Thursday, February 25, 2010

February 25, 2010--Pulling the Plug

We had a difficult conversation the other day with my nearly 102-year-old mother. She is in as perfect shape as one could hope for someone her age. Or for that matter, for someone 10 to 15 years younger. But she and we know that the actuarial realities are closing in. So to talk with her about what to do when-and-if was not only emotionally difficult but realistic.

She is very thorough and thus for many years has had all her affairs in order, has a careful will, a DNR form to give to any hospital in which she might wind up, and lots of stories to tell about friends in the retirement community where she lives who are in terrible medical trouble--including incipient dementia, deep depression, and days of physical pain.

There is one friend with whom she is very close. They served together on the residents board of their building and worked closely together on a number of complicated projects, including gathering from all residents money for holiday gifts for the staff. This took a lot of time, political smarts (not everyone was equally generous), and lots of bookkeeping skills to manage the accounts.
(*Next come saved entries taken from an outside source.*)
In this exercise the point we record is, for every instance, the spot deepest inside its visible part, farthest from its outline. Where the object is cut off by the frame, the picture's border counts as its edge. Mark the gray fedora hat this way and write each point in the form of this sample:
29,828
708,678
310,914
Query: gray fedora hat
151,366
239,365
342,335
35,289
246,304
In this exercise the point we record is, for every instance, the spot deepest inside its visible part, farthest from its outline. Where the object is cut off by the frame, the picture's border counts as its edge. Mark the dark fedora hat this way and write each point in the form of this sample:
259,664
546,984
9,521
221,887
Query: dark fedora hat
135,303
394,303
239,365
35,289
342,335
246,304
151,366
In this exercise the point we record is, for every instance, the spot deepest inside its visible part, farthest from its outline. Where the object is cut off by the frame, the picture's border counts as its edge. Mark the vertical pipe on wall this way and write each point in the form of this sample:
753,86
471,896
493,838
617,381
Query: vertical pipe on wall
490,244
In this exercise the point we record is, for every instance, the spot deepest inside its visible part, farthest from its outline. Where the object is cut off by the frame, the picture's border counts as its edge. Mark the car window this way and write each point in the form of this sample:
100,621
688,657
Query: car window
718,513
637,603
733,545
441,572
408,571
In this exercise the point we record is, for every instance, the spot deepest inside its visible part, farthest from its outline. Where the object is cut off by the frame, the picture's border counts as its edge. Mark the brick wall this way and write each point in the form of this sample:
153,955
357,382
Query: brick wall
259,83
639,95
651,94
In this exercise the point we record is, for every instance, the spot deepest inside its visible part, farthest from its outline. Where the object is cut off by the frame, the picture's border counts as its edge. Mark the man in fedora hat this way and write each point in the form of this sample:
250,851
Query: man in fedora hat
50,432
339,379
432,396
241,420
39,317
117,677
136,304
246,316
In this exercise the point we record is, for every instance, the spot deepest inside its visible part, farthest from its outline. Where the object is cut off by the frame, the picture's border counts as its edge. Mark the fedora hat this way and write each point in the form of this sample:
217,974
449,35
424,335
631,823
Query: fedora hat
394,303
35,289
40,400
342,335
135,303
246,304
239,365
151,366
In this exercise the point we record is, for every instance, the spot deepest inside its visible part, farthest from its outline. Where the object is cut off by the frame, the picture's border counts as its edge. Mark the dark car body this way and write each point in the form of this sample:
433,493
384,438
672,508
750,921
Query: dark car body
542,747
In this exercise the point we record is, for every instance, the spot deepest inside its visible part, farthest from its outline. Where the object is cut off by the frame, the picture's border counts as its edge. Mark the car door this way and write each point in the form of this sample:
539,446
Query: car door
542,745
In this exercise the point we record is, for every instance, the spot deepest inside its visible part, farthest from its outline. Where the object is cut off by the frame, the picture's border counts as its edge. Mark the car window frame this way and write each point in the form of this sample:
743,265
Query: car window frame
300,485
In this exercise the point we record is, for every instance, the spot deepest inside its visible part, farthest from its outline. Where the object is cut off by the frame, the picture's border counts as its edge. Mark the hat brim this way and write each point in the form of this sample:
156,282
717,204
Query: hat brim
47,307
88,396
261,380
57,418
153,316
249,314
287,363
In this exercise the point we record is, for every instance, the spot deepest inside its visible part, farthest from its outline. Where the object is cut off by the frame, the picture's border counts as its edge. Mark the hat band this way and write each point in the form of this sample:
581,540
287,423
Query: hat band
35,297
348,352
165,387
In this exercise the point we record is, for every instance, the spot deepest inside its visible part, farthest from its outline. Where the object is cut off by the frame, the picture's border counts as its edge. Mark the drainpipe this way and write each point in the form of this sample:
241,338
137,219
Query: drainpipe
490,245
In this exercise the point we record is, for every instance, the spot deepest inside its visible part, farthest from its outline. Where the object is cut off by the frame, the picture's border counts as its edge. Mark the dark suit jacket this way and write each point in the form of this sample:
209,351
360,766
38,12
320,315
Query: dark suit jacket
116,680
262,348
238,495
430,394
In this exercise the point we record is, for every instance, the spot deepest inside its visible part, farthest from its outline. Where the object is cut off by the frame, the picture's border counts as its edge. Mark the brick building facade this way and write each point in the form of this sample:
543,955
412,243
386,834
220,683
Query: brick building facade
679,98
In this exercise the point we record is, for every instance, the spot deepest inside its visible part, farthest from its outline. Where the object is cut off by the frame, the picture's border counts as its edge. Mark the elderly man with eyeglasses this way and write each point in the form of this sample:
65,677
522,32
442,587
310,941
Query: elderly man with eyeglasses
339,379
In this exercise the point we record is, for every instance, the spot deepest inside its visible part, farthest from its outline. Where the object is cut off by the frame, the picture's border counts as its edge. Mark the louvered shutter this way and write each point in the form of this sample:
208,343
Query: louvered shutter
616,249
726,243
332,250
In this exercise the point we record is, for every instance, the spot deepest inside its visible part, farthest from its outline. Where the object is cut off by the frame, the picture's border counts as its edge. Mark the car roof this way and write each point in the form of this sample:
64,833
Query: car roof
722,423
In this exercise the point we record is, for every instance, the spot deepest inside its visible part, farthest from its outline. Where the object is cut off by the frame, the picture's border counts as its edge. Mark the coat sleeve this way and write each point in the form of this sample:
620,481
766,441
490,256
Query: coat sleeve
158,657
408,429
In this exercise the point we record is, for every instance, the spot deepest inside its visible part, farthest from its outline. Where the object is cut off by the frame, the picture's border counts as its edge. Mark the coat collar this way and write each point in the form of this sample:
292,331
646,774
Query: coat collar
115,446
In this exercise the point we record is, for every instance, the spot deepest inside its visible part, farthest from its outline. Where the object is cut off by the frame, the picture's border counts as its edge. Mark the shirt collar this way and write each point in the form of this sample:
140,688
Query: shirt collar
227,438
Prior to retiring, my mother's friend was the principal of a public elementary school in south Florida. She was among the first in Dade County to hire African-American teachers and was so beloved that a group of her former colleagues would come each month to where she lives to take her out to lunch.

Now, she is lost in Alzheimer's. The only person she appears able to recognize and acknowledge is my mother. Beyond that she is confined to her wheelchair and apartment.

When my mother thinks about her and others she has known, she talks openly about what she would like us to do if she ever winds up in similar circumstances. And so the conversation the other afternoon was about that.

"I have had a good and full life," she said without a hint of sadness as she felt the encroachment of time, "But I also know that even tomorrow something could happen to render me helpless. Of course I would like to go to sleep one night and not wake up. That I suppose is what everyone would wish for. But I know enough to know that this may not happen." We didn't say anything. "So we need to talk about what I would like you to do if that occurs."

"Of course, mom," I managed to say. "Anything you want."

"I do not want to just be kept alive. For what purpose would that be?"

"Maybe for you and for us too to become ready for what will follow," Rona said. "For many people who do not want to be on life support it is still important, if granted the time, to prepare themselves."

"That I understand. But I am already prepared. You don't get to my age and not make preparations. Both practical and emotional ones."

"We will, I mean we would of course carry out your wishes," I said, "though it would be difficult to make that decision if . . ."

"But it is not your decision," my mother cut in, "but mine. And I have already made it. But let's talk about other, more pleasant things," she quickly added, "like what is happened in the Olympics. Did you the other night see . . ."

I had watched the Olympics but though I too sought distraction remained lost in thought. Complicated thoughts.

These matters are never easy to think about much less discuss. And they are more difficult when they move from the seemingly theoretical when one is younger to the more pressingly realistic as one ages. So it was helpful, but still complicating, to read a recent column in the New York Times about end-of-life care and decision making. (Linked below.)

Complicating since when actually faced with what to do, often all the planning and previous decision-making is put to the ultimate test, literally the ultimate test, and searing emotions get in the way of well-crafted plans. The legal paperwork may all be in place, but then the stark confrontation with mortality and death can sweep all of that away.

The Times quotes one doctor whose grandmother, deeply demented, was admitted to her hospital with pneumonia. Her grandfather, also a physician, who though throughout his life called pneumonia "an old man's best friend" in that it can lead to a relatively painless death, when he saw his own aged wife taken with this "friendly," potentially life-ending illness, just what he had hoped would one day happen, wanted for his wife "nothing short of heroics."

They were administered, his beloved DeeDee was saved, and then returned home, still demented, still cared for by aides 24-hours a day.

DeeDee's granddaughter said, "My intellectual feeling is that [heroic methods] should not be permitted. We have to set limits. How is the health care system still standing? At some point something has to give."

"But," she then said, "if we don't think about the emotional nature of our decision-making, then no amount of data will change things."

On the other hand, more dispassionately, Dr. Norman Frost, a physician and ethicist at the University of Wisconsin, uttered a version of the unthinkable--"If you can't say no to things that won't work, God knows what the limit is." Again, he feels, extreme measures to prolong life are not only costly and thus threaten to bankrupt our health care system, but they are also, if administered for emotional reasons, "an extraordinarily expensive form of psychotherapy."

But then there is Deedee. And my mother.